Coach Mike Tomlin and the front office started to build the line starting in the middle by selecting center Maurkice Pouncey in 2010, who has been excellent and become the leader of the offensive line. The following year they selected Marcus Gilbert who has become a better than average right tackle. Ramon Foster developed from an undrafted free agent to a serviceable left guard. Finally in 2012, the Steelers thought they had completed the line with the selections of Stanford guard David DeCastro and Ohio State tackle Mike Adams.

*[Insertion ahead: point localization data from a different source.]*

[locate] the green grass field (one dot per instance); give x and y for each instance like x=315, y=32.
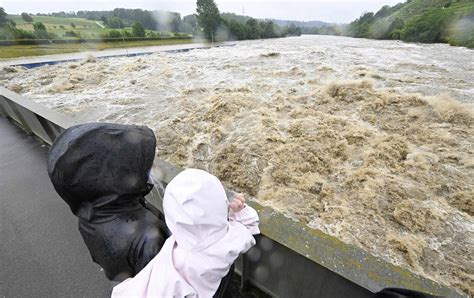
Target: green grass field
x=15, y=51
x=58, y=26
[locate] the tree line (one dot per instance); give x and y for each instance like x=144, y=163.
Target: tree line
x=451, y=22
x=217, y=26
x=207, y=22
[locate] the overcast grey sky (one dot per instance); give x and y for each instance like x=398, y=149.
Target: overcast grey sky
x=335, y=11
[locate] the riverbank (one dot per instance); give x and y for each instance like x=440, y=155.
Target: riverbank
x=15, y=51
x=369, y=141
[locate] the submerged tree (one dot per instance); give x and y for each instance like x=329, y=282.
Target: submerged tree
x=138, y=30
x=40, y=30
x=208, y=17
x=3, y=16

By 2013, it looked as if the starting offensive line would be Adams, Foster, Pouncey, DeCastro and Gilbert. However, in training camp, Adams underwhelmed and Gilbert got a shot at left tackle but failed to lock down the position. The position remained in such a bad spot that the Steelers traded for Arizona draft bust Levi Brown who promptly tore his triceps in a pregame warm up before ever taking a snap for the Steelers. During a time where the Steelers couldn’t get even average tackle play, an unheralded lineman named Kelvin Beachum stepped in.
Beachum was an afterthought. A guy drafted as the last of four seventh round picks; he was only five picks away from being Mr. Irrelevant. Beachum’s own teammate from Southern Methodist, guard Josh LeRibeus went four rounds ahead of him. At 6’3″ and about 305 lbs. Beachum is considered fairly undersized for a left tackle. He didn’t necessarily have the pedigree of an Ohio State or Florida player. But despite all of these “shortcomings” Beachum has succeeded far beyond what the Steelers expected.

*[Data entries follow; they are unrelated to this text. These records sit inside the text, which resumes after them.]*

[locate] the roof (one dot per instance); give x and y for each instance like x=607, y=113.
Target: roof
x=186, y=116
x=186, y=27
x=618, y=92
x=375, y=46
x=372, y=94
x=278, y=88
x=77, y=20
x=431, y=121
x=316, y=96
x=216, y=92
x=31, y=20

Beachum has been a major factor in solidifying the line. He’s not going to the Pro Bowl and he’s not getting much fanfare from the national media but he’s a Steeler through and through. He’s a blue-collar player that has had to earn his place on the team.
Because he’s not as naturally athletic or as physically gifted as a lot of NFL left tackles he has had to rely on his technique and football intelligence to make up for it. He is an incredible technician with a high motor who has gotten even better under the tutelage of offensive line coach Mike Munchak.

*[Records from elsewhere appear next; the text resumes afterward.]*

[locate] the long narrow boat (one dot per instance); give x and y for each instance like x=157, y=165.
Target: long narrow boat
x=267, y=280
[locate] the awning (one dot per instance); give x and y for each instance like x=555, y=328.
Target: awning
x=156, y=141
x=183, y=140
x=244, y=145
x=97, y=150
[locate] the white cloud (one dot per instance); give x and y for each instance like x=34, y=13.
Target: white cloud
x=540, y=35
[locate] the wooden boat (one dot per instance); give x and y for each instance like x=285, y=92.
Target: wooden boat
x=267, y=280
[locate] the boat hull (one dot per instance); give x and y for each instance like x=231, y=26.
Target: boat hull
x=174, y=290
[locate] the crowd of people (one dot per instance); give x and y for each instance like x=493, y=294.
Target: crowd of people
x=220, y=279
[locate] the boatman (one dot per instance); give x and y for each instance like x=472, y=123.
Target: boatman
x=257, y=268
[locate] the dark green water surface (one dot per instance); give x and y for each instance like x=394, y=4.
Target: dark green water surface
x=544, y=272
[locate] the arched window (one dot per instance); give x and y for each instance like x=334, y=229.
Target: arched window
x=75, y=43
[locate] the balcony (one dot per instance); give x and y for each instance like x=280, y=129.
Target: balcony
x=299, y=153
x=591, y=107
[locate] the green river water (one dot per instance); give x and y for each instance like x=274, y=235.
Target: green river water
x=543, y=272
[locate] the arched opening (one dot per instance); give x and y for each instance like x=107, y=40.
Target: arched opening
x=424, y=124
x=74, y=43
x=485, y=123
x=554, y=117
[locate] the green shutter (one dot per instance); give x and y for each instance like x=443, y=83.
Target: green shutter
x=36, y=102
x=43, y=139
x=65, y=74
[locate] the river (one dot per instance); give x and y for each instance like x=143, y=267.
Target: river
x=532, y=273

On top of all that, he offers the best value of the offensive line and would be the bargain of the whole team if not for Le’Veon Bell and Antonio Brown‘s production to cost ratio. Beachum can safely be seen as in the top half of left tackles in the NFL and he comes at the low, low price of $581,474. Compare that to the poor performance of Minnesota Vikings tackle Matt Kalil who carries a price tag of $5,391,981, and you can see just what a deal the Steelers are getting with Beachum.
Beachum can be extended after this season and even if his 2015 salary increases exponentially, his ever-improving performance will make any future deal another thrifty bargain. Keeping Beachum, Pouncey, DeCastro, and Gilbert together in the years ahead could go a long ways towards keeping the offensive firepower the Steelers have together.